Детство комика. Хочу домой! | страница 14
Все свежее и качественное. Хочешь купить фарш — можешь даже посмотреть, как Сольвейг перемалывает мясо. У Сольвейг не продают второсортных продуктов.
По крайней мере, так беспрерывно повторяет сама Сольвейг, смеясь и скрежеща ножами.
— Прямо из пекарни! Потрогайте, совсем еще теплый! — сообщает Сольвейг, тыча в хлеб, покрытый точечками плесени.
— Все с ними в порядке, — говорит она, забирая у Юхи бананы, которые он недоверчиво ощупывает, — бананы и должны быть скорее коричневыми, чем желтыми, это и младенцы знают. Не так ли, госпожа Линдстрём?

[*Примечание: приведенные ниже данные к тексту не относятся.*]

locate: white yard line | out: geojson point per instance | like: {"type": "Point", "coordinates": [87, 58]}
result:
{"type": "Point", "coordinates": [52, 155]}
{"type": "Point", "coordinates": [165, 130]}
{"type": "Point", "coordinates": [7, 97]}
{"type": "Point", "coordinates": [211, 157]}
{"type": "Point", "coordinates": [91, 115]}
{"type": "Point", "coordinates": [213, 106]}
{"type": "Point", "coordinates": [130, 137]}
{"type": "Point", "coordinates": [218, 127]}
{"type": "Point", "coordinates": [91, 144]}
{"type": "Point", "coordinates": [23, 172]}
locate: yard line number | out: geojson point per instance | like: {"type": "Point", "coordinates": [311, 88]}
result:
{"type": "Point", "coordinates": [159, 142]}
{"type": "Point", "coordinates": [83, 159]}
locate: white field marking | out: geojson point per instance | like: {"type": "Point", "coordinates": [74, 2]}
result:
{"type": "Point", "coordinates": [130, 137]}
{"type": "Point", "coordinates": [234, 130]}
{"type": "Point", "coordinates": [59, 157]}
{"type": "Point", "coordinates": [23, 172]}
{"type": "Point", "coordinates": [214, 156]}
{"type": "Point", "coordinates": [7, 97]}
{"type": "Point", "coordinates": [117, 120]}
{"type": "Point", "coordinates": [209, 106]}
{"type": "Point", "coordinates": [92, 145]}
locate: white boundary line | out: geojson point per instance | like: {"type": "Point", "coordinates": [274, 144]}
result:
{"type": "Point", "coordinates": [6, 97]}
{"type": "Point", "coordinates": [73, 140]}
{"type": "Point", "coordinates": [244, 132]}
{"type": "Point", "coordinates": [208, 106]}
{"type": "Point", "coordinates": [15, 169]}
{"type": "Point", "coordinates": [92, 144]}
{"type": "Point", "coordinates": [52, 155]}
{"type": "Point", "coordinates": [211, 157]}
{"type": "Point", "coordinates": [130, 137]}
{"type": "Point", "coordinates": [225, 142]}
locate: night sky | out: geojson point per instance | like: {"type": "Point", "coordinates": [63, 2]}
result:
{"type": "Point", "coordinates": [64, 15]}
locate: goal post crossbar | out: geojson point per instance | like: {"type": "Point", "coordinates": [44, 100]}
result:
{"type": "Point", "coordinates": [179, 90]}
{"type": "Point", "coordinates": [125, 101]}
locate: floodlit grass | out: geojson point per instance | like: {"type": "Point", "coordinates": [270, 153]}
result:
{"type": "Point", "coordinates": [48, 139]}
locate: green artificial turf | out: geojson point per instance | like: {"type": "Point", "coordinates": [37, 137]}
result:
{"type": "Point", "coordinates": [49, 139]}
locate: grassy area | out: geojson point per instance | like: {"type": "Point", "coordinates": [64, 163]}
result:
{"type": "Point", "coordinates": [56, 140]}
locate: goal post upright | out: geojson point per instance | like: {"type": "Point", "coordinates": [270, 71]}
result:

Ритва краснеет и не знает, что сказать.
— Не так ли, госпожа Линдстрём? — повторяет Сольвейг, и Ритва, понимая, что это обвинение, спешит заверить:
— Разумеется! Бананы и вправду прекрасные! Вот мы и возьмем целую гроздь. Kiitos, kiitos.
— Здесь не продают второсортных продуктов! — победоносно восклицает Сольвейг и запихивает бананы в пакет. — Такому маленькому магазину, как мой, не по карману недовольные покупатели, это же всем ясно.
На самом деле в этом магазине семья Линдстрём берет продукты в кредит. Поэтому им не с руки ссориться с Сольвейг.
Она тщательно и обстоятельно записывает каждую покупку в свою черную записную книжку.
«Молоко нормализованное, 1 л, 1,35. Фарш мясной, 600 г, 12,60».
В конце каждого месяца, когда Ритва должна расплачиваться, начинается перебранка с Сольвейг.
Сольвейг торжествующе потрясает в воздухе своей черной записной книжкой и кричит:
— Можно все проверить, госпожа Линдстрём, здесь все записано!
Ритва раздраженно смотрит на аккуратные таблицы с товарами и ценами, которые Сольвейг держит у нее перед носом.
— Да-да, но что это доказывает? Невозможно, чтобы четыре человека столько съедали.
— Она обвиняет меня в мошенничестве? — дико вопит Сольвейг, густо краснеет, и голос у нее такой, как будто ей трудно дышать.
— Я этого не говорила! — защищается Ритва.
— И ей хватает наглости, ей, значит, хватает наглости стоять тут в моей лавке и утверждать, что я подделываю счета! Нет уж, знаете что, я вот только так и скажу, знаете что! — продолжает Сольвейг.
— Anna mun kaikki kestää! — бормочет Ритва и достает кошелек.
Она заранее знает, что проиграла. Если она сейчас не сдастся, то Сольвейг перелистает вместе с ней всю записную книжку от корки до корки, пункт за пунктом — как было уже не раз, — чтобы доказать ей, что все верно, потому что на карту поставлена честь Сольвейг, и закончится это все равно тем, что Ритва заплатит. Так что Ритва платит, бранится про себя, но платит.